Targeting RORγt and Th17
IMU-935 has the potential to be a highly potent and selective inverse agonist of a transcription factor called RORγt with additional activity on DHODH. Immunic believes that the nuclear receptor RORγt is the main driver for the differentiation of Th17 cells and the expression of various cytokines involved in various inflammatory and autoimmune diseases. Immunic believes this target is an attractive alternative to approved antibodies for targets such as IL-23, IL-17 receptor and IL-17A as well as IL-17F cytokine directly. Immunic has observed strong cytokine inhibition targeting both Th1 and Th17 responses in preclinical testing, as well as indications of activity in animal models for psoriasis and IBD. Preclinical experiments indicated that, while leading to a potent inhibition of Th17 differentiation and cytokine secretion, IMU-935 did not affect thymocyte maturation, one of the physiological functions of RORγt, and therefore reduces the risk for thymoma development in patients. Based on these preclinical data, Immunic believes that IMU-935 has potential to be a best-in-class therapy for various autoimmune diseases and beyond.
A clinical phase 1 trial exploring safety, pharmacodynamics and pharmacokinetics of IMU-935 is currently ongoing and progressing. Subsequent to the ongoing single and multiple ascending dose parts in healthy volunteers, Immunic plans to extend this trial to assess safety and exploratory disease endpoints in patients with psoriasis. Unblinded safety data from the single and multiple ascending dose parts in healthy volunteers is expected to be available in the second half of 2021. Initiation of the third portion of the phase 1 trial in patients with mild-to-moderate psoriasis is expected in the third quarter of 2021 and is anticipated to last approximately 12 months.

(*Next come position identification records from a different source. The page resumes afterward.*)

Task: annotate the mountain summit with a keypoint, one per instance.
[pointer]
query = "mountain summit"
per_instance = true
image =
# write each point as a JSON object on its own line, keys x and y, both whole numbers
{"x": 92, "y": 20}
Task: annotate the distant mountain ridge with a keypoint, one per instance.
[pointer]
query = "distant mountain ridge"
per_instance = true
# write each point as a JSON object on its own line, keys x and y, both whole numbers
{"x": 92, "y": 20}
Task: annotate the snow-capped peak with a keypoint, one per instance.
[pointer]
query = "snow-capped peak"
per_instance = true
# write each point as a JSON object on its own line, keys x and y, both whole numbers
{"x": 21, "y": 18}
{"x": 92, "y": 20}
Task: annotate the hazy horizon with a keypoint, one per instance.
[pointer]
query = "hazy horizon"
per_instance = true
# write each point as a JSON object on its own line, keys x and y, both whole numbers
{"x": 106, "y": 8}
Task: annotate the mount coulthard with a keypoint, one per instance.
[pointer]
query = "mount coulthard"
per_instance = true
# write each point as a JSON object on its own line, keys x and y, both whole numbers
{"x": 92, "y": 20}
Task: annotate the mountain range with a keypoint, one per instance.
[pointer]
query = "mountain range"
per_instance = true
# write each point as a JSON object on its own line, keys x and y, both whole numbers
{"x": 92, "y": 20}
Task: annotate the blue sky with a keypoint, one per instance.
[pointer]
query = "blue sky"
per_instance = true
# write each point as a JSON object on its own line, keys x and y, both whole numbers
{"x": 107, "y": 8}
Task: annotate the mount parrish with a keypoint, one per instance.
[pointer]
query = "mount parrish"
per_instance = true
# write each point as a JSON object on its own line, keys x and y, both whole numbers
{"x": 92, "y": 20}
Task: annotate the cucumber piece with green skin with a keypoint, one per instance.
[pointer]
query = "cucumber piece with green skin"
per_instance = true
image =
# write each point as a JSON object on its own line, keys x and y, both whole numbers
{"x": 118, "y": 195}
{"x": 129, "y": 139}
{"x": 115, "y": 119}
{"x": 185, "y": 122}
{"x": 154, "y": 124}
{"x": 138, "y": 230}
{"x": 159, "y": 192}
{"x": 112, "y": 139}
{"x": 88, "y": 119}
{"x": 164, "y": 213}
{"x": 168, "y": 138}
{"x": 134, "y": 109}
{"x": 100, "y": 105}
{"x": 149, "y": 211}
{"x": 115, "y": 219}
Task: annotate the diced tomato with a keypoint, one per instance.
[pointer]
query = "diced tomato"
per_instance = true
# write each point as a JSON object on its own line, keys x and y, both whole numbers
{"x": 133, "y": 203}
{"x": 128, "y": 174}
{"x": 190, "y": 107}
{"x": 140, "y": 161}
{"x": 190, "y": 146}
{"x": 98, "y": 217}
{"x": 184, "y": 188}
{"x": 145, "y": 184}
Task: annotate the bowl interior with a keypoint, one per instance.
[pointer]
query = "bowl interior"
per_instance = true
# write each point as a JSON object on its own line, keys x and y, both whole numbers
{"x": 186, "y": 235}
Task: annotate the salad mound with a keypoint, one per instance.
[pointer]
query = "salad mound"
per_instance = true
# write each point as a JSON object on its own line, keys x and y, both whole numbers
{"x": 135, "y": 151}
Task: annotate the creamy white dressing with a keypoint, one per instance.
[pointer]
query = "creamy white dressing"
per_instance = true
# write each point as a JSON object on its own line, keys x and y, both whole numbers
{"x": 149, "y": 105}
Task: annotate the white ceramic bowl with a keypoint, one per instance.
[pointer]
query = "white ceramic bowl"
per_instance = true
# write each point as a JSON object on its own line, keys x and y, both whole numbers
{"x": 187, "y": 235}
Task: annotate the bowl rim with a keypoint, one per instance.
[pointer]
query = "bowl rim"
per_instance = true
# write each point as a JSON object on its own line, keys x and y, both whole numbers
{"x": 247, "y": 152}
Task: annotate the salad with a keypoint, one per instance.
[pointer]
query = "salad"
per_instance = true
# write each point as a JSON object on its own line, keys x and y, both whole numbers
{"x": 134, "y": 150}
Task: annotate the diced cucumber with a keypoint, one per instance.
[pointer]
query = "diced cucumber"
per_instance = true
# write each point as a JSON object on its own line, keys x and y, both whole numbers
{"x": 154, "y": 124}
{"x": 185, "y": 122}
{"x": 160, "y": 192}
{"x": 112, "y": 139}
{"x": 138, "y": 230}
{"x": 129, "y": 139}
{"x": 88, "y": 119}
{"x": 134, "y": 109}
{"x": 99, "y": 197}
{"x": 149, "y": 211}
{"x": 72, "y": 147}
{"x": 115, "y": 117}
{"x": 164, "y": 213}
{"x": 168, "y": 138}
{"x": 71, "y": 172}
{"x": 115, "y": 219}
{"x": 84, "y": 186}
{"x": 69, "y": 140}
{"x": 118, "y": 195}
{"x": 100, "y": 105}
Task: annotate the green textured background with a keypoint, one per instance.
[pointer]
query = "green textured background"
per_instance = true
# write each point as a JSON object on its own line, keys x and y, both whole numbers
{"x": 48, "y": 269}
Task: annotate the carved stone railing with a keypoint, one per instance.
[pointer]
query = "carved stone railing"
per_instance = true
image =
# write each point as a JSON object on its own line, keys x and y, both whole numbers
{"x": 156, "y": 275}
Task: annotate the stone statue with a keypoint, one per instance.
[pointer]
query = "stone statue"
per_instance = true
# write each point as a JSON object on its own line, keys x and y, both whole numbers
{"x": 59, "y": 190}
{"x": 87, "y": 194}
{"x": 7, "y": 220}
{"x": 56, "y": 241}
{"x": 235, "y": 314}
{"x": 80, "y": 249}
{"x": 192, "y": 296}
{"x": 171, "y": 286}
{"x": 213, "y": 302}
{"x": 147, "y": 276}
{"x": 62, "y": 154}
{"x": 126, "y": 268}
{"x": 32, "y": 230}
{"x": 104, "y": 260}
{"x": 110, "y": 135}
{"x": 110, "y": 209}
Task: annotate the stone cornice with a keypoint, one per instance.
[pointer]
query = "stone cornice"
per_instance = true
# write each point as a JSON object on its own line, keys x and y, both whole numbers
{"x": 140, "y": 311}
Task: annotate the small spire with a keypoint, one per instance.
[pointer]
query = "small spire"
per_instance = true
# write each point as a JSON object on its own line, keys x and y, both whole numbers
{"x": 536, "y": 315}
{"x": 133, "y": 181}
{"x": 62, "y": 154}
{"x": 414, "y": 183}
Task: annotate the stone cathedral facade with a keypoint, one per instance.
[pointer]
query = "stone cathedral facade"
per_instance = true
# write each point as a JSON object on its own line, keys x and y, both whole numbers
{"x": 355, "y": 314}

Immunic anticipates that it may also begin a phase 2a proof-of-concept clinical trial of IMU-935 in Guillain-Barré syndrome, an acute neurological disorder in which the body’s immune system attacks its peripheral nervous system, and for which very few therapies exist. This orphan approach may allow for an accelerated path to approval, in parallel to IMU-935’s previously planned development in psoriasis.